By JENNIFER SINCO KELLEHER
HONOLULU (AP) — A jury on Thursday found two Native Hawaiian men guilty of a hate crime for the 2014 beating of a white man who was fixing up a house he purchased in their remote Maui neighborhood.
U.S. District Judge J. Michael Seabright ordered Kaulana Alo-Kaonohi and Levi Aki Jr. detained pending sentencing scheduled for March 2, and marshals moved to handcuff the two men after the verdict was announced in the afternoon.
Family members and supporters wept in the courtroom and called out to the men: “I love you,” and “Be good.” “God bless you daddy,” one toddler said.
In an unusual move, the U.S. Department of Justice sought to prosecute Alo-Kaonohi and Aki and secured a federal grand jury indictment in December 2020 charging each with a hate crime count punishable by up to 10 years in prison.
Prosecutors alleged during the trial in U.S. District Court in Honolulu that Alo-Kaonohi and Aki were motivated by Christopher Kunzelman’s race when they punched, kicked and used a shovel to beat him in Kahakuloa village. Kunzelman was left with injuries including a concussion, two broken ribs and head and abdominal trauma, prosecutors said.
Alo-Kaonohi previously pleaded no contest to felony assault in state court and was sentenced to probation, while Aki pleaded no contest to terroristic threatening and was sentenced to probation and nearly 200 days in jail. The federal trial was held separately, to determine if they were guilty of a hate crime. It’s unclear why it took so long for U.S. prosecutors to pursue hate crime charges.
Local attorneys say they’ve never heard of the federal government prosecuting Native Hawaiians for hate crimes before this case.
Lawyers for Alo-Kaonohi and Aki did not deny the assault but said it was not a hate crime. It was not race that sparked the attack, they said, but Kunzelman’s entitled and disrespectful attitude.
The men were upset that Kunzelman cut locks to village gates, their attorneys said. Kunzelman said he did so because residents were locking him in and out. He testified that he wanted to provide the village with better locks and distribute keys to residents.
Kunzelman testified that while Alo-Kaonohi and Aki beat him, they told him no white people would ever live in Kahakuloa village. However, he acknowledged that’s not heard in video recorded during the attack.
Kunzelman said he decided to take two pistols to Maui after hearing that a contractor he hired to do mold remediation had been assaulted when he showed up and after his realtor said the close-knit community of Native Hawaiians had a problem with white people.
He also installed cameras on his vehicle, which were on during the attack. The vehicle was parked under the house and recorded images of what was happening downstairs, including Aki pacing with a shovel on his shoulder. The video only captured audio from the assault, which took place upstairs.
Lawyers for Alo-Kaonohi an Aki told jurors the video shows that they didn’t use any racial slurs.
“Haole,” a Hawaiian word with meanings that include foreign and white person, was central to the case, highlighting multicultural Hawaii’s nuanced and complicated relationship with race.
At one point Aki is heard saying, “You’s a haole, eh,” using a Hawaiian word that can mean white person. Defense attorneys said he didn’t use the word in a derogatory way.
“It’s not a hate crime to assault somebody and in the course of it use the word ‘haole,’” court-appointed attorney Lynn Panagakos said during her opening statement. She noted that Aki is part-Hawaiian and part-haole.
“’Haole’ has multiple meanings depending on the context,” she said. “It’s an accepted word.”
Megan Kau, a Native Hawaiian attorney not involved in the case, said it depends on the tone and manner in which the word is used.

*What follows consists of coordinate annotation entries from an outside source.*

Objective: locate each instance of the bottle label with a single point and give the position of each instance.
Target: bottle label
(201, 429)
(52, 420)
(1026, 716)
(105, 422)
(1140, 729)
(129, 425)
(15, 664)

“These Native Hawaiians who live in a secluded, very traditional community who use the term ‘haole’ to describe people that are not from Hawaii — that’s the term that they use,” she said. “We all very often use the term ‘haole.’ It’s not derogatory unless you use it in a derogatory sense.”
Kunzelman testified that he and his wife decided to move to Maui from Scottsdale, Arizona, after she was diagnosed with multiple sclerosis. He said his wife loved the island.
He said that a Hawaiian woman visited him in his dreams and told him to buy the dilapidated oceanfront house, which he and his wife purchased sight-unseen for $175,000 after coming across a listing for it online.